No primeiro trabalho, liderado pelo escocês Scott Waddell e publicado na revista “Science”, o grupo procurou saber qual era a assinatura genética que distinguia os neurônios-cogumelo dos outros neurônios do cérebro da mosca. Ao fazerem uma análise conservativa não encontraram nada de especial. Isso porque, em geral, as análises de bioinformática tendem a ignorar grande parte do genoma, o famoso “DNA-lixo”.

Nesse “DNA-lixo” estão escondidos os “genes egoístas”, pedaços de DNA com habilidade transponível e frequentemente conhecidos como os parasitas do genoma. Essa má fama foi cunhada justamente por essa capacidade desses elementos de “pular” de uma região a outra do genoma, duplicando-se em diversas cópias, e afetando genes vizinhos. Pois bem, o grupo de Scott optou por não filtrar esses parasitas durante uma segunda análise e acabou descobrindo que os parasitas genômicos eram justamente o que diferenciavam os neurônios-cogumelo dos outros neurônios no cérebro das moscas.

O trabalho também mostrou que ao “pular” de um lugar a outro no genoma, esses elementos transponíveis acabavam por acertar genes relacionados com memória em aprendizado. A interpretação do grupo seria que a atividade aleatória desses elementos móveis estaria gerando diversidade neuronal a ponto de influenciar o espectro de comportamento dos indivíduos de uma mesma população. As observações foram inspiradas numa teoria revolucionária e que já foi explorada por mim em um texto anterior desse blog.

O outro trabalho, liderado pelo grupo americano de Josh Dubnau e publicado pela revista “Nature Neuroscience”, chegou a uma conclusão semelhante, mas usando o envelhecimento como paradigma. Sabemos que, ao envelhecer, as moscas-de-fruta vão perdendo a memória e capacidade de aprendizado.

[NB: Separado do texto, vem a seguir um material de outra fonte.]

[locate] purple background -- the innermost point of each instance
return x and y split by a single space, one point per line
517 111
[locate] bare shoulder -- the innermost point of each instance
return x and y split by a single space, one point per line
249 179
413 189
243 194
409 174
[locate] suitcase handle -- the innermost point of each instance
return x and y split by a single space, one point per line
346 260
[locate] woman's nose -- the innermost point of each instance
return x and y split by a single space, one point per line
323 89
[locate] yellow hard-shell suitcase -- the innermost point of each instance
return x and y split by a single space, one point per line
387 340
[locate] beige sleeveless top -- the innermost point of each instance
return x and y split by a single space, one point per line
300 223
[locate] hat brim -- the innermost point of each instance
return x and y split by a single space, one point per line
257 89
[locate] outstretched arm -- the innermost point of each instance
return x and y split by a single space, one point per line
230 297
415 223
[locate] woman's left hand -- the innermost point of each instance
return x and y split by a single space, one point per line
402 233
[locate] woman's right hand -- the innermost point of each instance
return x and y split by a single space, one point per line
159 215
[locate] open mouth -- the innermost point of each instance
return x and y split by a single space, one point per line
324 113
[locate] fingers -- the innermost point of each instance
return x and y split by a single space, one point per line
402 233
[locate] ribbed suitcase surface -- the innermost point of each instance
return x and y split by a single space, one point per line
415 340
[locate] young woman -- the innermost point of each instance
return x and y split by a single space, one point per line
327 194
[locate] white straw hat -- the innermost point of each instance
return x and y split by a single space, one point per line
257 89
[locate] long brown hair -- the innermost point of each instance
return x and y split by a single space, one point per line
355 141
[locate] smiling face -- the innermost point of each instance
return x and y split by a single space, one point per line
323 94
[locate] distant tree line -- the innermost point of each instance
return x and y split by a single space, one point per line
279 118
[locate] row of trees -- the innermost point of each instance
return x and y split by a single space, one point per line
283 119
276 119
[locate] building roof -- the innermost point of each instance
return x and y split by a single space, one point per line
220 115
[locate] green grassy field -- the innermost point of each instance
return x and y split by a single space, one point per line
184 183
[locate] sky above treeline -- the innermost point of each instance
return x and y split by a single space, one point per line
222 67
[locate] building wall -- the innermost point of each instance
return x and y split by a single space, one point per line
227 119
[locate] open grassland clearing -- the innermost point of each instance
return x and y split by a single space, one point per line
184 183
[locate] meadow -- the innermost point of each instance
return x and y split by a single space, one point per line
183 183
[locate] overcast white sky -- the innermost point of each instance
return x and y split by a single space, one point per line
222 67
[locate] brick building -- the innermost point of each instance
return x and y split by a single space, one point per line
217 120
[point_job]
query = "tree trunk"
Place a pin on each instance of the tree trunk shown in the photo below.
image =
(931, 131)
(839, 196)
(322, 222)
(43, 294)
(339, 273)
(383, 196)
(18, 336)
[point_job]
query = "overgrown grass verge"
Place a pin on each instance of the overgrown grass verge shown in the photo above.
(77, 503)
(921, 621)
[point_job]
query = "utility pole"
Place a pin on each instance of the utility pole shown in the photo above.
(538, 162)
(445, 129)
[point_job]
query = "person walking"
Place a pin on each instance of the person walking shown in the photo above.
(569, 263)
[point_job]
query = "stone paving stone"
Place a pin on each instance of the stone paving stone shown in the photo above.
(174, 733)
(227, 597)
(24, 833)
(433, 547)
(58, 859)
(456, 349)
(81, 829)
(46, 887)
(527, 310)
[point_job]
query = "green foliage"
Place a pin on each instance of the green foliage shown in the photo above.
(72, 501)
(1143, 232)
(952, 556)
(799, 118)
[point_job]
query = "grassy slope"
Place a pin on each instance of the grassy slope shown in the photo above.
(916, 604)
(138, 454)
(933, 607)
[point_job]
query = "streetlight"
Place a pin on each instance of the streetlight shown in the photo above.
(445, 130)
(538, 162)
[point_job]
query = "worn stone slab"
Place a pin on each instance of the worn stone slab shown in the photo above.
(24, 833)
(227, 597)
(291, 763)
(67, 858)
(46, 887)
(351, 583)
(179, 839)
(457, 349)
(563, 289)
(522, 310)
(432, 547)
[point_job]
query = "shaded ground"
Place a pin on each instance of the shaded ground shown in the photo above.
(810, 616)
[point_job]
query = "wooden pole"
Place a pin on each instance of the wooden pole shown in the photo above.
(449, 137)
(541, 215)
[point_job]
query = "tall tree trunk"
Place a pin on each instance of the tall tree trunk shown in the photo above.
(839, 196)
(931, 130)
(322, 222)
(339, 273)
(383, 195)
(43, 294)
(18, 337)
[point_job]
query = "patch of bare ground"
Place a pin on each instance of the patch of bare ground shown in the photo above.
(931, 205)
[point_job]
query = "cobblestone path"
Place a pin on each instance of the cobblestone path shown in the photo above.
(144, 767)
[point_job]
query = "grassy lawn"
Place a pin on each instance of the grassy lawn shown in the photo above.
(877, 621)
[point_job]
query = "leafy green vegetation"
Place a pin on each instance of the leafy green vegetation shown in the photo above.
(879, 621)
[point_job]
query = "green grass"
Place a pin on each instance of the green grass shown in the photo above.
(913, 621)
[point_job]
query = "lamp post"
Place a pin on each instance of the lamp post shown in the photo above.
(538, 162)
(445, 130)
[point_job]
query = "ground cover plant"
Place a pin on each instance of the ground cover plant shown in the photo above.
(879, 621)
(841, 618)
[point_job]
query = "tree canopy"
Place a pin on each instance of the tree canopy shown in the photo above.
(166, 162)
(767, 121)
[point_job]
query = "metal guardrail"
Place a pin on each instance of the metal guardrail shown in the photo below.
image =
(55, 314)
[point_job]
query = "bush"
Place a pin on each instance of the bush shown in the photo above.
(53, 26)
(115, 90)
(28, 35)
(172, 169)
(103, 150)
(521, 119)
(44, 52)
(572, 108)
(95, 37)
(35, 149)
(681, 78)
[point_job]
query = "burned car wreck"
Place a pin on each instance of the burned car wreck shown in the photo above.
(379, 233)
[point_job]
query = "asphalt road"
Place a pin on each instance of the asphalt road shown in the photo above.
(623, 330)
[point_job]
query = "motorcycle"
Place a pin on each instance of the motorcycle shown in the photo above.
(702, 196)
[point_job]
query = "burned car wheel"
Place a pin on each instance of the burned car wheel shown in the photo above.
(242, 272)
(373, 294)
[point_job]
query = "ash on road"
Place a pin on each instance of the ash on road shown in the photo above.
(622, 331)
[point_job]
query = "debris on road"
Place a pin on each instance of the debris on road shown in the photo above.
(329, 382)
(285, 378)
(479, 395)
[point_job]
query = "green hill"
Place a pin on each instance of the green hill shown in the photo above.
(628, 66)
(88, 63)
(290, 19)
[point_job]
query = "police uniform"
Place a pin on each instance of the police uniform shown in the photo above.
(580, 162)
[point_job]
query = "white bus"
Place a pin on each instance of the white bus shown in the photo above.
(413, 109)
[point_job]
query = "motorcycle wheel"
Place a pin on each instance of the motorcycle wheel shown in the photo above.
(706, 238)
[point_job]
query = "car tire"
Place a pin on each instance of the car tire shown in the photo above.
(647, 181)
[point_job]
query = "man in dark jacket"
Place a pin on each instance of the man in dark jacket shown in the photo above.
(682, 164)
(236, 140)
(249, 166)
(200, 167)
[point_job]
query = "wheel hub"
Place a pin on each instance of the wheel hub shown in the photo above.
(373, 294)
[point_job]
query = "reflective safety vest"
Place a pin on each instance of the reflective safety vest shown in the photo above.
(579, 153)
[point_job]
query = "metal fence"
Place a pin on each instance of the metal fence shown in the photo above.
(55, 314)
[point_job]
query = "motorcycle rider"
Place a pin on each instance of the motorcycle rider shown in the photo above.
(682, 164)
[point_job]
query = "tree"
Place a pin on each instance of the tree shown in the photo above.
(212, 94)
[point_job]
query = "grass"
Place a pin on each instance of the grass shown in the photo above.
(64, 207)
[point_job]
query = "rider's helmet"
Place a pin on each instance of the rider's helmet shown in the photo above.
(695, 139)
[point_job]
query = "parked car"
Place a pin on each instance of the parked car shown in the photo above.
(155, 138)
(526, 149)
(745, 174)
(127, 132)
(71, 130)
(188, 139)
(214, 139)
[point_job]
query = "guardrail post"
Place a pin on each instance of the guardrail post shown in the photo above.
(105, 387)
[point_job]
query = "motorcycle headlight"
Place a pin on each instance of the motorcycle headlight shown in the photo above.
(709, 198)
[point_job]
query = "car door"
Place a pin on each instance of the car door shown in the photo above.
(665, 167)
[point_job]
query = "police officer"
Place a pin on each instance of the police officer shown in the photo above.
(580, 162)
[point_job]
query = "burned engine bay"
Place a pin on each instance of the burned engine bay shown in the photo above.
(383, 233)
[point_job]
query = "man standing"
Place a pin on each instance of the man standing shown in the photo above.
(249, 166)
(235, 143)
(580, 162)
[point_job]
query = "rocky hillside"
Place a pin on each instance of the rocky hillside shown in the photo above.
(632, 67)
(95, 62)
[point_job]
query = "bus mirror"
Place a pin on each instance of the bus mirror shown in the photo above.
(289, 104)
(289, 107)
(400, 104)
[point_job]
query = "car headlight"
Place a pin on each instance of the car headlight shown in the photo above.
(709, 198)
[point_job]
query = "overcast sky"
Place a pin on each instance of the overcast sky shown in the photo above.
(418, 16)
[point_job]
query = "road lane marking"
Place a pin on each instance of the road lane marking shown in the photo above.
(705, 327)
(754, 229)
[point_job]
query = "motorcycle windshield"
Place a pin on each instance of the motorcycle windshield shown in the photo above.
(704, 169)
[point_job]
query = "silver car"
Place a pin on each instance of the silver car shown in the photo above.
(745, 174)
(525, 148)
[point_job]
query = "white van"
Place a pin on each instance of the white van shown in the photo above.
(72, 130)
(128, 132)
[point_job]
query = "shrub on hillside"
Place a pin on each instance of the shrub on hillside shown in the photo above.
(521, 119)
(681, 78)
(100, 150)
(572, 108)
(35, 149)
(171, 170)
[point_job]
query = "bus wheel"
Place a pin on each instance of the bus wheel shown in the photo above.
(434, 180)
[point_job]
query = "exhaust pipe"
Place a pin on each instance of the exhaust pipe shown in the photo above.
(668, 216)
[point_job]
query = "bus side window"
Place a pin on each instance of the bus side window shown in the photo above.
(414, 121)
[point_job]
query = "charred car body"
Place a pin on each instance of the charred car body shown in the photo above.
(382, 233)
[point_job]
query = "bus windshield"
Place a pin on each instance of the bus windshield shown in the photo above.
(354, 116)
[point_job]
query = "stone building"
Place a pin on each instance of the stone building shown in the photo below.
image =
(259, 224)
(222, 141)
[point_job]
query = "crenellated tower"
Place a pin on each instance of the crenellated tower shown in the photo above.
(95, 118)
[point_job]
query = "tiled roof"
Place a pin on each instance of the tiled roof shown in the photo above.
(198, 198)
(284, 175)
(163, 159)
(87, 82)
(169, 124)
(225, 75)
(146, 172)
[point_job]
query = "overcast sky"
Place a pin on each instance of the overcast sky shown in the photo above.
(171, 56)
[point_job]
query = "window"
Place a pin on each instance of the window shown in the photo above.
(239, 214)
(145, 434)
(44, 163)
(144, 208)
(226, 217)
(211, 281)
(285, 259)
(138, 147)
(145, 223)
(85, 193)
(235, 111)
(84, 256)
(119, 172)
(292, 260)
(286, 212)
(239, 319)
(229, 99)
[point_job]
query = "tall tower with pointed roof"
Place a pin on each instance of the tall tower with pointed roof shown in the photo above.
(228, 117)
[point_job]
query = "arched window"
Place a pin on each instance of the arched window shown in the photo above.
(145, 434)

O mesmo declínio cognitivo acontece com humanos e outros animais, sugerindo que o mecanismo seja conservado entre essas espécies. Ao tentar identificar a assinatura genética responsável pelo declínio dos neurônios-cogumelo, Josh chegou à seguinte observação: ao envelhecer, a atividade dos elementos transponíveis tornava-se maior. Ou seja, neurônios-cogumelo perdem a capacidade de controlar os parasitas genômicos com o tempo. Essa atividade descontrolada estaria correlacionada com a degeneração desses neurônios, algo nunca antes documentado.

O grupo foi mais além. Para mostrar causalidade, conseguiram reprimir parcialmente a atividade desses parasitas genômicos através de ferramentas genéticas, permitindo que as moscas pudessem envelhecer com menor perda cognitiva. As implicações desse trabalho são enormes para o estudo do envelhecimento e de doenças humanas como o mal de Alzheimer ou Parkinson.

Esses dois trabalhos ilustram bem como questões altamente complexas de nosso cérebro podem ser analisadas com organismos mais simples. A descoberta original de que o cérebro é um mosaico genético aconteceu há quase uma década atrás – em um trabalho que minha equipe publicou em 2005 na “Nature” – e desde então pouco progresso tem sido feito em mamíferos. A lentidão está justamente na dificuldade em manipular experimentalmente modelos animais. Além disso, sabemos muito pouco das redes nervosas em camundongos, roedor mais utilizado para estudos desse tipo. Ao utilizar modelos mais simples, como a mosca, esses dois trabalhos abriram uma nova fronteira para as próximas gerações de cientistas, misturando genômica e neurociência. Fascinante.